Befragt nach den zentralen Aufgaben in der Kommunalpolitik betonten die Kandidaten und Kandidatinnen sichere Begegnungs- und Community-Räume, verlässliche Förderung queerer Initiativen, Unterstützung von CSDs und Bildungsprojekten und die Sensibilisierung von Verwaltung, Schulen und kommunalen Einrichtungen sowie eine konsequente  Antidiskriminierungsarbeit. 

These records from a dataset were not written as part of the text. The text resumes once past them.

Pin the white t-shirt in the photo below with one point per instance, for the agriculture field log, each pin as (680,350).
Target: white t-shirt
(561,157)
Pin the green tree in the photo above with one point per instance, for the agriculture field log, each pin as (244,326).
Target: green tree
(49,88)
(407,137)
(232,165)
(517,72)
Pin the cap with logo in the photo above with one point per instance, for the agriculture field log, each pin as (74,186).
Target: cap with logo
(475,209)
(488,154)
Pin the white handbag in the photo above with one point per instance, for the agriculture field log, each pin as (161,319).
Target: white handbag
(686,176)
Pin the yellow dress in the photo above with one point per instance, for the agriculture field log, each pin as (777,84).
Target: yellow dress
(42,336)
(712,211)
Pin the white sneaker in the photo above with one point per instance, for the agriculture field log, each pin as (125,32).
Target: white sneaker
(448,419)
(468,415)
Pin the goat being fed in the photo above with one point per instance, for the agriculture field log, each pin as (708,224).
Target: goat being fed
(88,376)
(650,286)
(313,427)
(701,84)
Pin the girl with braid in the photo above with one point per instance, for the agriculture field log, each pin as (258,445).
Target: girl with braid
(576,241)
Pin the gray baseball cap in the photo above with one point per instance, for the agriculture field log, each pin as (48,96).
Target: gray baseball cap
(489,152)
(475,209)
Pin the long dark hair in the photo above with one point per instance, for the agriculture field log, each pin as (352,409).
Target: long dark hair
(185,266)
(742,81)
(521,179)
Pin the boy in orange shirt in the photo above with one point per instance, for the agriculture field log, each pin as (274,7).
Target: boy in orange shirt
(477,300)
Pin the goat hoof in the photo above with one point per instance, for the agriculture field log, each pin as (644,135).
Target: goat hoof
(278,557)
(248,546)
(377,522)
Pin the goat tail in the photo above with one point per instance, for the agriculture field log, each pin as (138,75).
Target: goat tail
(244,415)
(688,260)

Der LSVD+ beteuert dabei: „Queere Stimmen bleiben in Bayern unterrepräsentiert. Die Aktion zeigt, dass queere Menschen Verantwortung in Stadt und Land übernehmen und sich einbringen. Trotzdem wird die  Unterrepräsentation queerer Stimmen deutlich: Von 42.057 Kandidierenden müssten bei einem queeren Bevölkerungsanteil von mindestens 11–15 Prozent rechnerisch mehrere tausend Kandidierende offen queer sein. Auch wenn offizielle Erhebungen fehlen, sieht die Realität wohl leider anders aus. Ein zentraler Grund dafür ist die angespannte Sicherheitslage: Queere Kommunalpolitiker*innen sehen sich zunehmend Anfeindungen und Hetze ausgesetzt.“ 

In der Tat sind in den letzten Jahren die Fälle von Hasskriminalität im Freistaat kontinuierlich angestiegen, teilweise mit Steigerungen von über 50 Prozent binnen eines Jahres. „Die Kommunalpolitik selbst sollte sich dafür einsetzen, dass Menschen – unabhängig von ihrer sexuellen und geschlechtlichen Identität – ohne Angst vor Gewalt und Hetze lokal politisch aktiv werden und mitentscheiden können“, so der LSVD+ Bayern abschließend.